As BMX continues to evolve and change, one thing is for certain: in the eyes of the public, flatland is fading. Now, for us BMX'ers, it is alive and well. But, with the discontinuation of flatland from the X Games (and not a good outlook of it coming back) and the stagnant growth of flatland riders (with the exception of Japan)... it's hard to tell where the future of flatland is going in regards to these large events.
In a 2011 interview with Ride BMX, Tim Reed (X Games Sr. Director Content Strategy) stated:
"X Games had seven successful years of BMX Flatland. Our evaluation of sports in the X Games include a sport’s progression, growth and infrastructure, as well as a review of viewership, spectator, demographic, and psychographic as they pertain to that sport. Results of those factors led ESPN to the decision of not including Flatland anymore at X Games."
In response, it's is easy for flatland riders to buck the system, and exclaim, "WE DON'T NEED X GAMES" - and in the spirit of defiance inherent in freestyle, I understand this. However, the question must be raised: Why the downfall? And, what kind of message is being sent to the public when Call of Duty gaming is included in the X Games and flatland BMX is not?

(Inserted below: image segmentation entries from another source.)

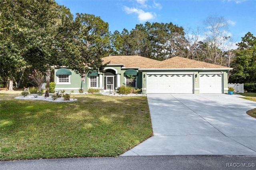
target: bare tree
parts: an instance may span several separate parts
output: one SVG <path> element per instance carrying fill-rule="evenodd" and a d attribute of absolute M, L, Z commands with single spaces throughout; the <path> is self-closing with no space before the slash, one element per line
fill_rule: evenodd
<path fill-rule="evenodd" d="M 228 35 L 228 22 L 223 17 L 212 15 L 204 20 L 204 25 L 208 59 L 214 64 L 222 65 L 224 49 L 227 40 L 230 38 Z"/>
<path fill-rule="evenodd" d="M 45 81 L 45 76 L 40 71 L 34 70 L 32 74 L 28 76 L 38 87 L 38 91 L 41 91 L 42 86 Z"/>

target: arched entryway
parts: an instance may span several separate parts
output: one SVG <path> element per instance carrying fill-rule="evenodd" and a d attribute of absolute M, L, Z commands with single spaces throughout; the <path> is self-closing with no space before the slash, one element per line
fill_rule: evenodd
<path fill-rule="evenodd" d="M 116 71 L 106 69 L 104 73 L 104 90 L 113 90 L 116 87 Z"/>

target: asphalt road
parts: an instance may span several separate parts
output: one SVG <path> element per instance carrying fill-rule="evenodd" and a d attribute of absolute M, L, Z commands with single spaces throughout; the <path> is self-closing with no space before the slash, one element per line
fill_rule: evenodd
<path fill-rule="evenodd" d="M 158 156 L 0 162 L 1 170 L 255 170 L 256 156 Z"/>

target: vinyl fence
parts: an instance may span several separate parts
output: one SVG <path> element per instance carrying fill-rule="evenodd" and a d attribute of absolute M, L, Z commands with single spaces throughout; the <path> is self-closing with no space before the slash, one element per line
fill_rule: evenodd
<path fill-rule="evenodd" d="M 233 87 L 234 93 L 244 93 L 244 83 L 228 83 L 228 87 Z"/>

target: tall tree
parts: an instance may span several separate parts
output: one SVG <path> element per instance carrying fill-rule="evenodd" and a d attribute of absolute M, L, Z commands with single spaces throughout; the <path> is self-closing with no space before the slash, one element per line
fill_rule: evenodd
<path fill-rule="evenodd" d="M 228 22 L 222 16 L 211 15 L 204 21 L 205 27 L 206 42 L 208 45 L 205 50 L 208 52 L 208 62 L 222 65 L 227 40 L 230 38 L 227 35 Z"/>
<path fill-rule="evenodd" d="M 232 63 L 234 68 L 230 81 L 233 83 L 256 83 L 256 38 L 250 32 L 238 43 L 236 57 Z"/>
<path fill-rule="evenodd" d="M 23 63 L 45 72 L 48 96 L 52 66 L 66 65 L 80 75 L 89 68 L 103 69 L 109 34 L 108 24 L 99 17 L 78 14 L 74 20 L 69 10 L 53 0 L 0 4 L 1 62 L 7 65 L 1 67 L 1 75 L 14 77 Z"/>

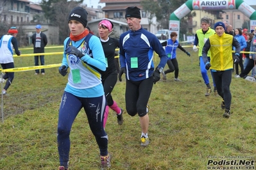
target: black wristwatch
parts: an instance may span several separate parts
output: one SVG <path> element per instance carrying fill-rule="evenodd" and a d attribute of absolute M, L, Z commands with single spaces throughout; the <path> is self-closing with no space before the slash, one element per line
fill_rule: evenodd
<path fill-rule="evenodd" d="M 164 68 L 162 68 L 162 67 L 157 67 L 157 68 L 155 70 L 158 70 L 159 72 L 159 73 L 162 73 L 162 72 L 164 70 Z"/>

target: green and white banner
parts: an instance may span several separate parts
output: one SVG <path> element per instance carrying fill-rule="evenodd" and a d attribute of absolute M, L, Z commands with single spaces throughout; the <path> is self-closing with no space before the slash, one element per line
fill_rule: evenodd
<path fill-rule="evenodd" d="M 256 27 L 256 11 L 243 0 L 188 0 L 170 15 L 169 33 L 176 31 L 180 35 L 180 20 L 192 10 L 239 10 L 250 20 L 250 29 Z M 179 40 L 179 39 L 178 39 Z"/>

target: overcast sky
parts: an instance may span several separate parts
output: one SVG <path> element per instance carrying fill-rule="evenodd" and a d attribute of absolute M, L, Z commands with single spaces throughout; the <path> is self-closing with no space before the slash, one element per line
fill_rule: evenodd
<path fill-rule="evenodd" d="M 33 2 L 33 3 L 40 3 L 41 1 L 40 0 L 29 0 L 29 1 Z M 256 5 L 256 1 L 255 1 L 255 0 L 244 0 L 244 1 L 250 5 Z M 85 1 L 83 1 L 84 4 L 87 4 L 88 5 L 88 6 L 90 6 L 90 7 L 93 6 L 94 8 L 96 8 L 98 5 L 101 6 L 101 8 L 105 6 L 105 3 L 99 4 L 98 3 L 99 2 L 99 0 L 85 0 Z"/>
<path fill-rule="evenodd" d="M 39 3 L 40 0 L 29 0 L 33 3 Z M 256 1 L 255 0 L 244 0 L 245 3 L 248 4 L 249 5 L 256 5 Z M 89 7 L 91 7 L 93 6 L 94 8 L 97 8 L 98 5 L 101 6 L 101 8 L 105 6 L 105 3 L 99 3 L 99 0 L 85 0 L 83 1 L 84 4 L 87 4 Z"/>
<path fill-rule="evenodd" d="M 40 3 L 41 0 L 28 0 L 34 3 Z M 84 0 L 83 4 L 87 4 L 89 7 L 93 6 L 94 8 L 97 8 L 98 5 L 101 6 L 101 8 L 105 6 L 105 3 L 99 3 L 99 0 Z"/>

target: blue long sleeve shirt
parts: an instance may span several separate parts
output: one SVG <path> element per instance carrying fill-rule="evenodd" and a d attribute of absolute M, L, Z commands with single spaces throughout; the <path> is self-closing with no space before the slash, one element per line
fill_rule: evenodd
<path fill-rule="evenodd" d="M 128 80 L 138 81 L 151 75 L 154 72 L 154 51 L 160 58 L 158 66 L 164 68 L 167 56 L 155 35 L 142 27 L 135 31 L 128 31 L 121 35 L 120 65 L 121 68 L 126 68 Z"/>

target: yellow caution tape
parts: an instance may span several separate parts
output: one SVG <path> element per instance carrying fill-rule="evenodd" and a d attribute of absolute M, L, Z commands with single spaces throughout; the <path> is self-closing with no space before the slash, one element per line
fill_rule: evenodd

Flatland was an essential core of freestyle during the budding years during the "rad" 1980's. You couldn't turn on the TV and not see a soft drink commercial with somebody doing a cherry picker or boomerang. It was part of "kid" culture, accessible, cool, fun... marketable. In fact, if you told somebody you rode BMX freestyle back then, they would reply, "Oh, you do those tricks on those bikes...". The idea of "tricks on a bike" meant the inclusion of flatland in some form.

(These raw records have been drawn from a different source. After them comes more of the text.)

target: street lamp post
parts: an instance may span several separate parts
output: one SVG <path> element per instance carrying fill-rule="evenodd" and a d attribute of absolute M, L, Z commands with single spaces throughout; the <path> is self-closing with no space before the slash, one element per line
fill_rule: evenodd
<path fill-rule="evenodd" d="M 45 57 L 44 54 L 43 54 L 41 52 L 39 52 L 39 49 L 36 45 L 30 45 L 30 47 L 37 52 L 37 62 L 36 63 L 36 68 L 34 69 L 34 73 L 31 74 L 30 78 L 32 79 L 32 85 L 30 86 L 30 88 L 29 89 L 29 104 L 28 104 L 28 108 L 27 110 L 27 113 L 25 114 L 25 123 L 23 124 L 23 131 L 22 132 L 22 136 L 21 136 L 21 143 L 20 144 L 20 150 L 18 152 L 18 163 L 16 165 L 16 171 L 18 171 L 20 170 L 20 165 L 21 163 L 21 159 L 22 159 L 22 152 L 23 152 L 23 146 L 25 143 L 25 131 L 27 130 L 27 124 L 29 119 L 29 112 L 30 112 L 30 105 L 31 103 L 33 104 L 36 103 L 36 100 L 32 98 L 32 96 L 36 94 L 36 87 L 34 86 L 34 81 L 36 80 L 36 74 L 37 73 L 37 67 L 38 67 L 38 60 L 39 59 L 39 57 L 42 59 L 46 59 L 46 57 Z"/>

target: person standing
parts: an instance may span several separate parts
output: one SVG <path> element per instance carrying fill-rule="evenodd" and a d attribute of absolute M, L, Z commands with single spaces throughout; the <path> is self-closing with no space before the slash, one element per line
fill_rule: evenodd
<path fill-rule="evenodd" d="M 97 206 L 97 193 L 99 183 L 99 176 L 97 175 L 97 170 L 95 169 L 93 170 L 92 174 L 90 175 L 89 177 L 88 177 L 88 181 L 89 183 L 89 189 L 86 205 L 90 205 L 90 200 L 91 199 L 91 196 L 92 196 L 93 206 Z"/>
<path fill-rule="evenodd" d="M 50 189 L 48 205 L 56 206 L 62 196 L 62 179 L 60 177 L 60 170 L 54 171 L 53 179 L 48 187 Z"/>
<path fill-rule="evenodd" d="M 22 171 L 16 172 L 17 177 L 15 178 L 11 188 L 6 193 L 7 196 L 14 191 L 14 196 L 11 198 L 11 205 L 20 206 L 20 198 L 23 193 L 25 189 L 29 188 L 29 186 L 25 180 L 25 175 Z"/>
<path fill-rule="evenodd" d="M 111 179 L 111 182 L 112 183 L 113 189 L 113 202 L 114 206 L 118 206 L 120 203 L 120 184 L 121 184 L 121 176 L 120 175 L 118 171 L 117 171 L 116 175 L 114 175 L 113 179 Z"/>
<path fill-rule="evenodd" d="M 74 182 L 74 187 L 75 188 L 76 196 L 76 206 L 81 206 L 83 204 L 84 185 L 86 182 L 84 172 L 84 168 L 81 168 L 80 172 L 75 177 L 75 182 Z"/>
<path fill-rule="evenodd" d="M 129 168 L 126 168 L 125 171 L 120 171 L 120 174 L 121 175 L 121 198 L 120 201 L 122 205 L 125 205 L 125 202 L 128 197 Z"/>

Conversely, in 2014, the idea of BMX translates to much more bigger stuff a la X Games. If I told somebody I ride BMX today, they wouldn't picture me doing front wheel hops; they would picture me attempting a backflip. The egging on of heckling spectators have gone from "DO AN ENDO!" to "DO A BACKFLIP!"
Will pure flatland ever have a place in the public's perception of BMX riding, or will it continue to go deeper into the underground niche it is slowly becoming? Can flatland ever take seat next to big air and draw a crowd as it did in the 1980's? Or is flatland going somewhere else?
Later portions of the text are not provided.